Keeping doctors in rural areas

Doctors’ reluctance to go to rural areas is not just a problem facing Bangladesh -- policymakers in the United States have faced the same problems.

Nurul Islam Hasib from Phoenix, USAbdnews24.com
Published : 22 July 2014, 03:28 PM
Updated : 22 July 2014, 03:28 PM

However, while the US has come out with plans to overcome the challenge, Bangladesh authorities are mostly relying on threatening rhetoric to comply the unwilling doctors to fall into line.

The US medical schools, too, have devised innovative programmes to ensure doctors stay at their rural workplaces.

According to Academic Medicine, a journal published by the Association of American Medical Colleges, only nine percent of physicians practise in rural areas, even though one in every five Americans lives there.

It says the persistent shortage of physicians in rural areas “continues to have a major impact on access to medical care for those living in small communities”.

The US government waives a large part of student loans for doctors if they work in under-served or rural areas.

The medical schools offer programmes that are designed to ensure that doctors must serve in the rural counties.

The University of Arizona offers a programme called ‘Rural Health Professions Programme’.

Director of the programme, Dr Jonathan Cartsonis, said selected students undertake four years of preparation that includes seminars, mentorship, rural clerkship, and pre-clerkship clinical experience, among others.

He says in addition to the advanced medical preparation, students who successfully meet the requirements get a notation of “Distinction in Rural Health” recorded on their transcripts and in their medical student performance evaluations (Dean’s Letters).
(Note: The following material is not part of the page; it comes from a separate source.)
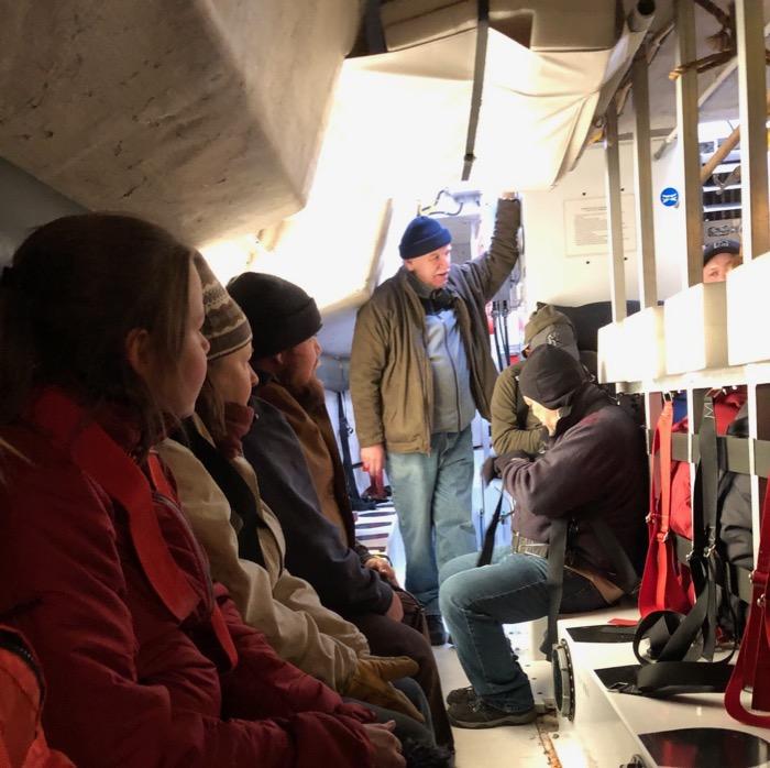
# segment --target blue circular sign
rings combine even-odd
[[[676,208],[679,206],[679,190],[674,189],[674,187],[666,187],[660,193],[660,201],[667,208]]]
The University encourages students to attend seminars before they enrol for the programme so that they can learn about the initiative and develop an interest to serve in rural areas.

Growing up in a rural setting, expression of a credible desire to go into rural practice, and a primary care or general surgery career planning are some of the factors that the university considers while evaluating applications.

The director of the programme said students have to attend 12 out of 16 seminars in first two years and are being taken to rural settings during almost half of their third year training.

He said those trainings help them know the under-served community and how to settle there and integrate with them.

The Academic Medicine journal found those courses useful.

It said those programmes have helped “a multi-fold increase” in supplying rural areas with physicians.

It also suggested that “widespread replication of these models could have a major impact on access to healthcare in thousands of rural communities”.